On Sep 22, 2009, at 3:45 PM, Daniel Russel wrote:
In general you need to associate a particle which each feature you
want to restrain since restraints generally act on a single set of
equivalent particles. For the connectivity case you have a bunch of
options, all of which do slightly different things.

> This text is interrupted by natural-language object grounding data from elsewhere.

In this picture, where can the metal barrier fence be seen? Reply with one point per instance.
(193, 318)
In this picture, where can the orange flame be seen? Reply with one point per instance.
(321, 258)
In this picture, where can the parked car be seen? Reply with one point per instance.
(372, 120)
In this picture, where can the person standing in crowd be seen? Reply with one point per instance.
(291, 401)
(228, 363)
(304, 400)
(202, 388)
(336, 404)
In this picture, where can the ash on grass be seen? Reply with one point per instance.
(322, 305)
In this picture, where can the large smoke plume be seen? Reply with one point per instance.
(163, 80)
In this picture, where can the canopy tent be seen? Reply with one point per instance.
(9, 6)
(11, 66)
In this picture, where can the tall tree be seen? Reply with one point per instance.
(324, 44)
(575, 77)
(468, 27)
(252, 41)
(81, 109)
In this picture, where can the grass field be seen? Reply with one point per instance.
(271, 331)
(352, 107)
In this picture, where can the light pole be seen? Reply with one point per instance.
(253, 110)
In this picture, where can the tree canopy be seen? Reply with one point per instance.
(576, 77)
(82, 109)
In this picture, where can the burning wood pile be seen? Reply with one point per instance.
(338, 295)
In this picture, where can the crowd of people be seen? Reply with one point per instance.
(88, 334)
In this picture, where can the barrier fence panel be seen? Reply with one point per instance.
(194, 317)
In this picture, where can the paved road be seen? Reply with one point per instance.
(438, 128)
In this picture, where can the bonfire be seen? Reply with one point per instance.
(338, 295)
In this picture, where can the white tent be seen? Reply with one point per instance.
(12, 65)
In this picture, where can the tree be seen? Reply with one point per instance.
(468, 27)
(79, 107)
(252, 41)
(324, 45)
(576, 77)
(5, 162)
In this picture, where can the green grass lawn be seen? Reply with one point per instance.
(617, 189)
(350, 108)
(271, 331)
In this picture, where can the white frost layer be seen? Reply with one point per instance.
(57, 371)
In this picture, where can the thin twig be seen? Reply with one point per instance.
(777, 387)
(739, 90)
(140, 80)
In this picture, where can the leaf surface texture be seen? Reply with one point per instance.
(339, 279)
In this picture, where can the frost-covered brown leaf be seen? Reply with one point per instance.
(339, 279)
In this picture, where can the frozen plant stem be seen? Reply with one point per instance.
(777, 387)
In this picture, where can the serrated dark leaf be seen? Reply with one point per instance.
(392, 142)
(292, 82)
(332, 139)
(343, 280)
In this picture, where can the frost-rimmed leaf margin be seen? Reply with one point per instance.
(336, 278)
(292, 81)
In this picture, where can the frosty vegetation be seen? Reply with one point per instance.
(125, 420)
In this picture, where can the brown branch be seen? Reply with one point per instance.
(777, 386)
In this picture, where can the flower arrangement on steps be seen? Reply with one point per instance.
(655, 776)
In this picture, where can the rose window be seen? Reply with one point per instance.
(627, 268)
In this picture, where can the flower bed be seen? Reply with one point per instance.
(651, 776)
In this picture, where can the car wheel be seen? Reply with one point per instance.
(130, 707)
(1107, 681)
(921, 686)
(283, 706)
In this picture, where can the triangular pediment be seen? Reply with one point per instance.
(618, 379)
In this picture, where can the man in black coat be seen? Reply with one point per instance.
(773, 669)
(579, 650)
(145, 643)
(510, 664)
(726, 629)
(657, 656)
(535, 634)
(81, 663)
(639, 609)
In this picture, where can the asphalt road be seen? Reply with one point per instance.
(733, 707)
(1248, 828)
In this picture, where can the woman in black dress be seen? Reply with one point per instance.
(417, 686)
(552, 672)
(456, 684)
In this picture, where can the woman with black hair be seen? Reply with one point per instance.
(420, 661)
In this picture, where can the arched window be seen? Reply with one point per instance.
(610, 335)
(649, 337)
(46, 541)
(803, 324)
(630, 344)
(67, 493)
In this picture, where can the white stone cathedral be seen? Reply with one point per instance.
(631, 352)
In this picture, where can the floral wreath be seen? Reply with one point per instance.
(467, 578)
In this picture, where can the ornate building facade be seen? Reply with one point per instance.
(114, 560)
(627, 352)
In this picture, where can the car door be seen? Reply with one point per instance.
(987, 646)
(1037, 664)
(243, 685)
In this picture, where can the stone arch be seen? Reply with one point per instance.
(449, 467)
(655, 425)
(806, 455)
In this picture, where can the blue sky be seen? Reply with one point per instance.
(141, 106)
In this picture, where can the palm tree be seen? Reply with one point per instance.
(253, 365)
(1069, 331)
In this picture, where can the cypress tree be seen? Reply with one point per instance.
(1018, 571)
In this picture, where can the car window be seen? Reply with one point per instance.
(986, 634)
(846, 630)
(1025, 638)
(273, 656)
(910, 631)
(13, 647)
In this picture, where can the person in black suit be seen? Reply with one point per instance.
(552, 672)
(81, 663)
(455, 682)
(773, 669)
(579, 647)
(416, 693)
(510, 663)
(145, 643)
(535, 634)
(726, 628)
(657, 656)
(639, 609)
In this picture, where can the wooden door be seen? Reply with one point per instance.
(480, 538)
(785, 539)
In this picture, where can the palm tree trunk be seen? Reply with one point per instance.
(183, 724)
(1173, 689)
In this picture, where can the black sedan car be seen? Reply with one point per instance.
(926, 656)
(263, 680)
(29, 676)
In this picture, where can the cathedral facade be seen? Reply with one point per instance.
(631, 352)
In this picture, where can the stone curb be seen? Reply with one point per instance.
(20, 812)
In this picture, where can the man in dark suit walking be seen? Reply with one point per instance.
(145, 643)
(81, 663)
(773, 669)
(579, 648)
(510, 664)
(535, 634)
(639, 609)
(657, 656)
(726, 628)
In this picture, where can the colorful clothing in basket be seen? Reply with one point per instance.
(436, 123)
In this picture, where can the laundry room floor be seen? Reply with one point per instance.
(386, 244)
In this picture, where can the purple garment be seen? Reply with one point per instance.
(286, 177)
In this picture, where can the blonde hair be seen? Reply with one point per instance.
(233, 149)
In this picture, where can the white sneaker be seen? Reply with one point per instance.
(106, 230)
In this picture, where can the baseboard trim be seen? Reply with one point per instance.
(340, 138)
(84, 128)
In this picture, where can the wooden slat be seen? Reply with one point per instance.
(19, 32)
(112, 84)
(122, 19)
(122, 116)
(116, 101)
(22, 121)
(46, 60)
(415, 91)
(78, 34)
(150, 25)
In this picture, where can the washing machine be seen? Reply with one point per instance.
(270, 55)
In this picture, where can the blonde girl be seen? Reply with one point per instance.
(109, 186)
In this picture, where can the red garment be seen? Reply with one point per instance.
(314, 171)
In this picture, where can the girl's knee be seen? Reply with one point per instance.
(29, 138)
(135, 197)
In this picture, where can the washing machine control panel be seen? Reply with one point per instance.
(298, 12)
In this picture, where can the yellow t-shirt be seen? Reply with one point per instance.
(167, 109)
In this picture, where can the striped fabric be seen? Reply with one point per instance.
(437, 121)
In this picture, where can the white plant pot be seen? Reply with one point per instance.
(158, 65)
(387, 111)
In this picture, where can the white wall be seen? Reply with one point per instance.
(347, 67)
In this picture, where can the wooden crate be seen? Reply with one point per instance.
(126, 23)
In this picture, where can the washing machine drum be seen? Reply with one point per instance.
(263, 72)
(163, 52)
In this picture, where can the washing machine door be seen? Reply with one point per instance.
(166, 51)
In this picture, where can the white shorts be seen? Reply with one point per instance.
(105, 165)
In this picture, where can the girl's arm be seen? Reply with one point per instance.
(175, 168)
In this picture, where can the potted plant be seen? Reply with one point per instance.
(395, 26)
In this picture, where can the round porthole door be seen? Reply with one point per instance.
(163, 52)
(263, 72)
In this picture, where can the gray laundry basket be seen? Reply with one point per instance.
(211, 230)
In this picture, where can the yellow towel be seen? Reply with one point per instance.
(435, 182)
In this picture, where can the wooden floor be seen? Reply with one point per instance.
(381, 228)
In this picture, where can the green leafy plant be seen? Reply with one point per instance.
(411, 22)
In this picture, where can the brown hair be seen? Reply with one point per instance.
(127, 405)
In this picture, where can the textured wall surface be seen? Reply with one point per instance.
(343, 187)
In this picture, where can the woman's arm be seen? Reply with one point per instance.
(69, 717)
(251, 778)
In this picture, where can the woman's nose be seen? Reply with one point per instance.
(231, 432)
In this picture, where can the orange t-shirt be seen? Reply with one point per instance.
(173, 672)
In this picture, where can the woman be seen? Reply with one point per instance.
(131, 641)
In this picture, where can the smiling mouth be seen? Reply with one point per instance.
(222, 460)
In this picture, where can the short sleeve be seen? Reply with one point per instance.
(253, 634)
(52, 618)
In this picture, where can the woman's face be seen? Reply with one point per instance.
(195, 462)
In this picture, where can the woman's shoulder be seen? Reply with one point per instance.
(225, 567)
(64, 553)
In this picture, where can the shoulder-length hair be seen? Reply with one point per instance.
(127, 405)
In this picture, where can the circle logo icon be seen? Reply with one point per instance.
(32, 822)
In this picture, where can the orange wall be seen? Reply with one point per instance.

- create a fragment in the molecular hierarchy which includes the
other fragments (ie make this fragment the parent of the other
fragments, the create_fragment function should help, but needs to
be better documented) and then use a LowestRefinedPairScore
- create cover particles which cover the fragments in question and
do as you did before with the connectivity restraint. You can use
the helper::create_cover function to set this up and then pass the
created particle to the connectivity restraint. I think this is
closest to what you need. I think we should have a simpler helper
function which creates the particle for you and hides the internal
details. I'll add such over the next couple days. Then code will be
something like
c0= IMP.helper.create_cover(IMP.Particles([f3,f5,f7]))
c1= IMP.helper.create_cover(IMP.Particles([f0,f1,f2])
sd= IMP.core.SphereDistancePairScore(IMP.Harmonic(0,1))
cr= IMP.core.ConnectivityRestraint(sd)
cr.add_particle(c0)
cr.add_particle(c1)
On Sep 22, 2009, at 4:46 AM, Friedrich Foerster wrote:
thanks.
but the functionality is not sufficient for my needs as it is: i do
not see any way to specify parts of a protein involved in an
interaction.
e.g., my proteins a and b each consist of 10 fragments. i have an
interaction between A and B that involves the first 3 fragments of
protein A and fragments 3,5,7 of protein B. how can i specify that
restraint currently (it used to work previously ...). so i am not
convinced why the old syntax had to go ...
thanks
frido
On Mon, Sep 21, 2009 at 6:37 PM, Keren Lasker <kerenl@salilab.org>
wrote:
one correlation -
Frido - this is how it should look like:
#create the two proteins
prot_ps=IMP.Particles()
prot_ps.append(IMP.Particle(m))
prot_ps.append(IMP.Particle(m))
prot1=
#also make sure the part has radius
prot2.add_child(fh)
#create the restraint
ufu = IMP.core.TruncatedHarmonicUpperBound( span, k, stddev, 2.)
cps= IMP.core.ChildrenRefiner(IMP.atom.Hierarchy.get_traits())
lrps = IMP.misc.LowestRefinedPairScore(cps,ufu)
connrest = IMP.core.ConnectivityRestraint(lrps)
connrest.set_particles(prot_ps)
m.add_restraint(connrest)
On Sep 21, 2009, at 6:54 AM, Daniel Russel wrote:
I think the problem is that the list of particles the
connectivity restraint
ends up with is [p0,p1...p5]. You should just give it two
particles, one for
each protein (with radius and center computed from a sphere
cover, or with
the distance computed using a particle refiner). I doubt the code
below ever
really did what you wanted (although it might have happened to
agree:-)
I can explain better once I'm back in the US in two days.